The summer in between my grad school years, I worked as a consultant assisting non-profits and start ups. I knew as soon as I received an assignment at the Boulder Valley Humane Society that I was going home with a dog. On the first day, I arrived to meet with the executive director and during a tour of the facilities, we visited a section of the rescue housing newly arrived pets. Marley, a 1 ½ year chocolate lab with little slivers of white on her front paws, came to me and from the first moment we were “introduced” (she peed on me), I knew she was marking me for her own and she was mine.
We’ve been through it all together—moved several times, gained a spouse, introduced two little girls into the family, been to the vet more times than I can count. When Marley was about 5, xrays showed Marley had nearly no cartilage remaining in her left back leg. The vet recommended surgery that would fuse the bone together, allowing her to continue her active lifestyle. In the years that have followed since, her leg remains her “Achilles tendon” and because I’ve worked in the natural pet industry for years, she has become a seasoned reviewer for nearly every natural joint support product on the market.
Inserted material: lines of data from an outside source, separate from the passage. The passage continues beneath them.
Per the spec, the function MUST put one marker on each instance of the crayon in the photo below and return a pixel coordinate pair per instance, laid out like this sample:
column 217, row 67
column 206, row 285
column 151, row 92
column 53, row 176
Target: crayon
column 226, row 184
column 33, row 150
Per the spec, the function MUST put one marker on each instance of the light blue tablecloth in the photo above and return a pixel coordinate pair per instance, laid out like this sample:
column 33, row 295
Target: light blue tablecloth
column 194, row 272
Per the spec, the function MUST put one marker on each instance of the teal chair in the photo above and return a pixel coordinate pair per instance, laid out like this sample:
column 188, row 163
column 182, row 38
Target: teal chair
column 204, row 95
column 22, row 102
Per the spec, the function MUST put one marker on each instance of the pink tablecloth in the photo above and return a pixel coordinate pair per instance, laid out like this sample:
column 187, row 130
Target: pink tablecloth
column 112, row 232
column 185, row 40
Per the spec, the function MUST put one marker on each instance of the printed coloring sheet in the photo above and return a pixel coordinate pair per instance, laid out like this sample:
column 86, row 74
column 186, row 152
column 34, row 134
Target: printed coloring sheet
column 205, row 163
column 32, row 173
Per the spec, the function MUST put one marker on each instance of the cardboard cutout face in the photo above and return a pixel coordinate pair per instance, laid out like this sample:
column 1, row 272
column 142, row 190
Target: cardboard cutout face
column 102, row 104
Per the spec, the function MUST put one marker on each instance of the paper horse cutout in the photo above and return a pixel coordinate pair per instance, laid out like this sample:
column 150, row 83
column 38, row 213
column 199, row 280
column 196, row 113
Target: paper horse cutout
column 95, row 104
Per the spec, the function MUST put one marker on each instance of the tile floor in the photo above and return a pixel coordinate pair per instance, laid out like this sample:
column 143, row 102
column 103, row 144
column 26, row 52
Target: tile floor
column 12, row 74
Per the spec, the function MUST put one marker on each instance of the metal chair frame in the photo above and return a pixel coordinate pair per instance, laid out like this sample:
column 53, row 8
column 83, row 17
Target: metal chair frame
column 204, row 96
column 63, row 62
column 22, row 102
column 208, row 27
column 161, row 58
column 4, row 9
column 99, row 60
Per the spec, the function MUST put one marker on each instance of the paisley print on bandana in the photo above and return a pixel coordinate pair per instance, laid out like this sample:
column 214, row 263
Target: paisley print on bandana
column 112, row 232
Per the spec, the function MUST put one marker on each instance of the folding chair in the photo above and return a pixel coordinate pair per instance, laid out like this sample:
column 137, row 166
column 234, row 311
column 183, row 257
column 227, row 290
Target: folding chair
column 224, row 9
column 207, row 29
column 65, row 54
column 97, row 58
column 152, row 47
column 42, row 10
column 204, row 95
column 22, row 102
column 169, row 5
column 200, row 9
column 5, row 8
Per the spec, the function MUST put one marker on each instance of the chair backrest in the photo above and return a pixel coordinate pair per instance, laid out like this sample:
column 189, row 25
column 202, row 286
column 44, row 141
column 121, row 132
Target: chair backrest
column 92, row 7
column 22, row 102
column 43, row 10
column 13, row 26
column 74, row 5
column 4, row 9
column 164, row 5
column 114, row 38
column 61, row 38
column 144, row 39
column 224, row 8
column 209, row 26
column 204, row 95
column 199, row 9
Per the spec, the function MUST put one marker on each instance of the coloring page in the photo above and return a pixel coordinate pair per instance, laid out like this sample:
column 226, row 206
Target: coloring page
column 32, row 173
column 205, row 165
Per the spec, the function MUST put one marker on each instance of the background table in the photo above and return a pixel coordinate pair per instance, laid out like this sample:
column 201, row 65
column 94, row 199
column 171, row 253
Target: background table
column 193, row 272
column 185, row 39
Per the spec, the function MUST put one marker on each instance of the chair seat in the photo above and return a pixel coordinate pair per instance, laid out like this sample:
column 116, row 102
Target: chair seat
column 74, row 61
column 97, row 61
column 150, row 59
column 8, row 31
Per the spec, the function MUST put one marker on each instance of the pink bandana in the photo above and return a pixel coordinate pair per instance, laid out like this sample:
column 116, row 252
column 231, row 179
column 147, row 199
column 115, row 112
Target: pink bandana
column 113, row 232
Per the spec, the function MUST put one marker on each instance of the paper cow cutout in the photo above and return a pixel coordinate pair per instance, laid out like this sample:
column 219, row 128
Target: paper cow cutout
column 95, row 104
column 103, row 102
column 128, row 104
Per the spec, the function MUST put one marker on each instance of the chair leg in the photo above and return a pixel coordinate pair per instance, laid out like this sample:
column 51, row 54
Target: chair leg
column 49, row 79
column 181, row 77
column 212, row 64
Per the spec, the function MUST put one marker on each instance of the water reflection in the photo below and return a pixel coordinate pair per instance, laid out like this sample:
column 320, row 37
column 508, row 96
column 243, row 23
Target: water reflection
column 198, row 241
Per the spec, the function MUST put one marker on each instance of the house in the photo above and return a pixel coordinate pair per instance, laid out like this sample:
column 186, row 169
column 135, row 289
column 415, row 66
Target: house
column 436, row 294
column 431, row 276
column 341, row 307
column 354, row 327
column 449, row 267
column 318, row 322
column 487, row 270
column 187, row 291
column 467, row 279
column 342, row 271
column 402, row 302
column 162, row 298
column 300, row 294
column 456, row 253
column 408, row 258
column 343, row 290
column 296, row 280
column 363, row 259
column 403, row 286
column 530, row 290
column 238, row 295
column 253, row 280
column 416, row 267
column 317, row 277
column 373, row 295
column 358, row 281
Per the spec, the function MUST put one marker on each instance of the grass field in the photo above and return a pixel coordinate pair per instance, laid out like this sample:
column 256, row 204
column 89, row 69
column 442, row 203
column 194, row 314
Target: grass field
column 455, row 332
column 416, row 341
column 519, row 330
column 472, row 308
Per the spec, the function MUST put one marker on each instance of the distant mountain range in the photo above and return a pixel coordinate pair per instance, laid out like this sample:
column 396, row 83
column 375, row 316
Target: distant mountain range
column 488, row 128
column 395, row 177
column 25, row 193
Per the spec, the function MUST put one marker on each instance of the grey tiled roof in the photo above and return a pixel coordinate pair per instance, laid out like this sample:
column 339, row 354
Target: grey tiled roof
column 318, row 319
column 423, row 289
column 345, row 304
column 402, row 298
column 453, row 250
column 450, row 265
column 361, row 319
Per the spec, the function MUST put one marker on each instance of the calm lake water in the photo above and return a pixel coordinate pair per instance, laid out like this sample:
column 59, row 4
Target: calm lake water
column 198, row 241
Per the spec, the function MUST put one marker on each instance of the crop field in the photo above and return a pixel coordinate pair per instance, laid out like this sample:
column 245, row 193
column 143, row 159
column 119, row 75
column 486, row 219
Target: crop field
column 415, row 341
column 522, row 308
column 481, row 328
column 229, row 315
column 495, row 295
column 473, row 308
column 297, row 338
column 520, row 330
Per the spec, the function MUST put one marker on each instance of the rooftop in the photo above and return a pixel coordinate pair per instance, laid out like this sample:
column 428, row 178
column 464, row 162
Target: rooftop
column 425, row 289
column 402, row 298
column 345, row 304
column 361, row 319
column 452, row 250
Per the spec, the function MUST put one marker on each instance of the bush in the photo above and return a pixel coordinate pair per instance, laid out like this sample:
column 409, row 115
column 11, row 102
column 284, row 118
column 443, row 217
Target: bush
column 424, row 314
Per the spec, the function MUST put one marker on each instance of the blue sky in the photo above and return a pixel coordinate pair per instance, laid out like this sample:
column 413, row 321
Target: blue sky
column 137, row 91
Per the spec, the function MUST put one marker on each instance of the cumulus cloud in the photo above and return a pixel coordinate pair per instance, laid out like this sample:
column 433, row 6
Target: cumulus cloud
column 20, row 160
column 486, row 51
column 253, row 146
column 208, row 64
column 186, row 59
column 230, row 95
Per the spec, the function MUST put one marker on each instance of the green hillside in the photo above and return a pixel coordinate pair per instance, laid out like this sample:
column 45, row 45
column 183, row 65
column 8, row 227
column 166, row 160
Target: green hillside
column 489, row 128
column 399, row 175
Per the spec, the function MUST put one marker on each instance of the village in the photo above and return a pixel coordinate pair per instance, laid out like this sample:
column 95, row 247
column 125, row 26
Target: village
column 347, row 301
Marley is now about 13 years old. Though still a very present and beloved member of our family, she is slowing down. My old pup with a whitening muzzle is still playful, but sometimes her legs go out from under her and we have to lift up her mid-section. Other times, she struggles to get up from her more restful moments. We are aware her time is coming. Until recently, I thought that she would just die of old age one day. That I would come home and she would not find her way to me. I now realize that I am going to have to make the decision of when that “right” time is. Even to think about it is quite distressing. I hope I know. I hope she tells me and I listen to her when she’s ready.
Right now, though, I will give hugs and pets, call for her to lie down during storms or stop barking at that dog she clearly dislikes. I will focus on the dog who has loved me, sat in the hall between my daughter’s rooms to watch over them at night and who has hiked, run, swam and explored with us. As Bonnie Wilcox once wrote “Old dogs, like old shoes, are comfortable. They might be a bit out of shape and a little worn around the edges, but they fit well.”